June 20, 2009 posted by David Young
My Google Summer of Code student, Nhat Minh Le, is working on
a suite of simple, efficient, stream-oriented tools for processing
XML on UNIX systems. Nhat Minh is making good progress on xmlgrep, a
grep-alike program that understands XML syntax.
Read about Nhat Minh's progress on his blog.
Keep reading for my explanation of the niche where Nhat Minh's tools
UNIX's versatile text-processing system consists of simple tools
(awk, grep, join, sed, sort) that provide elementary text-processing
functions, and tool-building facilities (pipelines and scripts) that let
you assemble simple tools into more sophisticated tools. UNIX tools are
well-suited to processing tables where there is one record per line and
where each field in a record is delimited from the next by a reserved
character or characters.
About a decade ago, XML began to show up on UNIX systems in the
form of both configuration files and XHTML web pages. Some UNIX
administrators grumbled about the introduction of XML, especially XML
as a configuration file format. They were accustomed both to reading
and writing configuration files, and to automating chores by processing
configuration files with standard UNIX tools. Tabular configuration
files were more suited to be processed with standard UNIX tools, and to
be read and written by people, than XML files were. Some admins thought
that the use of XML as a configuration file should stop and never be
reconsidered. Others felt that while XML configuration files may have
promise, to introduce them without elementary processing tools was
premature; some of those admins waited for the analogues to awk, sed, et
cetera for XML to appear.
And they waited, and waited. Today, there are no XML tools to equal
the economy of implementation, flexibility, and ease of use of the UNIX
text-processing tools. Complicated tools with weighty prerequisites,
such as a Java virtual machine, are common.

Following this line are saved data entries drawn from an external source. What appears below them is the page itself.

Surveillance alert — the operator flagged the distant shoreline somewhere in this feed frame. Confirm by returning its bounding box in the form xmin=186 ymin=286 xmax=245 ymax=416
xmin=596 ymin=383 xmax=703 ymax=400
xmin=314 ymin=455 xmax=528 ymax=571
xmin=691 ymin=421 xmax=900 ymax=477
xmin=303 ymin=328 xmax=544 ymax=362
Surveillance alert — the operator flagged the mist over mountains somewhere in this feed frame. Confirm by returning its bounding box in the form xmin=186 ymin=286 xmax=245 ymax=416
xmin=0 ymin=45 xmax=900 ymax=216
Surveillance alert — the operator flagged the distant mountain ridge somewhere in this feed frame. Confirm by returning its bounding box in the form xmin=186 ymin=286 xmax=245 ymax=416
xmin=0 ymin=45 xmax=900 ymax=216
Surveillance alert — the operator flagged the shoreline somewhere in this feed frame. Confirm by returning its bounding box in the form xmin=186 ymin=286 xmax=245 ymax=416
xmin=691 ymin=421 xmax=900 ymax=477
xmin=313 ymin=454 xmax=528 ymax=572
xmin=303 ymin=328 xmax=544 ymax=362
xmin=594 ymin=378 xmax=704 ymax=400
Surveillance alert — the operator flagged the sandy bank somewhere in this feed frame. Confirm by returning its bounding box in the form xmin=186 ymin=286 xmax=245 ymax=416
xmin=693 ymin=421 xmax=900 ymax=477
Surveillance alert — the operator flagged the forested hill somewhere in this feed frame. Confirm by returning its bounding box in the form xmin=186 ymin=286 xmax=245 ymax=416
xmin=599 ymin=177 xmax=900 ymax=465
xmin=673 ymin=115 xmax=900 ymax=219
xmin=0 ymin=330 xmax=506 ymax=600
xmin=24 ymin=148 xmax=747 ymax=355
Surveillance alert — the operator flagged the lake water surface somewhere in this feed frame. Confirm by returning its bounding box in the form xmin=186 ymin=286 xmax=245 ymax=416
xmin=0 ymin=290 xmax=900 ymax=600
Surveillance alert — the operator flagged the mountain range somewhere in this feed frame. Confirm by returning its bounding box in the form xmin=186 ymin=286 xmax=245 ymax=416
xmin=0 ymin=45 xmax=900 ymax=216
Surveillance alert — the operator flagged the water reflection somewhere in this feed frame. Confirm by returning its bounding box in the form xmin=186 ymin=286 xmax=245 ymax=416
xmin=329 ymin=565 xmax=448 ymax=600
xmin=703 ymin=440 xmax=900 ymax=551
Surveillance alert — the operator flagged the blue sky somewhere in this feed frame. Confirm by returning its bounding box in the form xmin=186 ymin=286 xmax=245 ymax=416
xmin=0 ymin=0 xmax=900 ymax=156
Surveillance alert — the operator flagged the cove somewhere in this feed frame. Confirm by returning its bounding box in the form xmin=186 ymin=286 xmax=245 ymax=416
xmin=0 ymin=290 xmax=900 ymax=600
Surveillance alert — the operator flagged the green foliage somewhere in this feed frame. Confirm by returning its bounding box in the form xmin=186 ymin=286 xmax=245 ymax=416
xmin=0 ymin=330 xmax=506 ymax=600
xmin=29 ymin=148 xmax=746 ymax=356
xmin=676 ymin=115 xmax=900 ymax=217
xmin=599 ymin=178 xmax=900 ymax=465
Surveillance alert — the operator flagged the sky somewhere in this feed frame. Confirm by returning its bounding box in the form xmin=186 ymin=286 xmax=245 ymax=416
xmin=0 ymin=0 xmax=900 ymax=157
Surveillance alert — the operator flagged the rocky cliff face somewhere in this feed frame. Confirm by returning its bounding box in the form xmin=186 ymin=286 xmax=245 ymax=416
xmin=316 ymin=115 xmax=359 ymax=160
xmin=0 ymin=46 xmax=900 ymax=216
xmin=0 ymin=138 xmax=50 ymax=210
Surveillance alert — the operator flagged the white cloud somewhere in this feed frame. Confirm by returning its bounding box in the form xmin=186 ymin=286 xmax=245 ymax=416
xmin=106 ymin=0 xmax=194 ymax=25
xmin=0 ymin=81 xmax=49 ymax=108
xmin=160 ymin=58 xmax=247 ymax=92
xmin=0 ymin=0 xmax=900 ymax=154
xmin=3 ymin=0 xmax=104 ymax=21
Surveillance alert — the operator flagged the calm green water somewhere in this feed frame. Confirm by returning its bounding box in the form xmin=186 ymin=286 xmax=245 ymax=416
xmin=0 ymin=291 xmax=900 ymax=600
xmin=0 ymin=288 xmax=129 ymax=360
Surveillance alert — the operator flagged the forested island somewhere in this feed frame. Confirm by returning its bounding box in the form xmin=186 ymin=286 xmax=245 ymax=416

Nhat Minh's XML tools project aims to deliver small, simple programs that
can work together to perform sophisticated XML processing tasks, bringing UNIX text processing into the XML era. xmlgrep will extract text from XML documents. A tool called xmlsed will transform them. We are still discussing the merits of xmlsort and xmljoin, and a tool for "decorating" one XML tree with another that has no parallel in the traditional UNIX tools.
(A draft of this blog entry first appeared on an internal mailing list
of OJC Technologies.)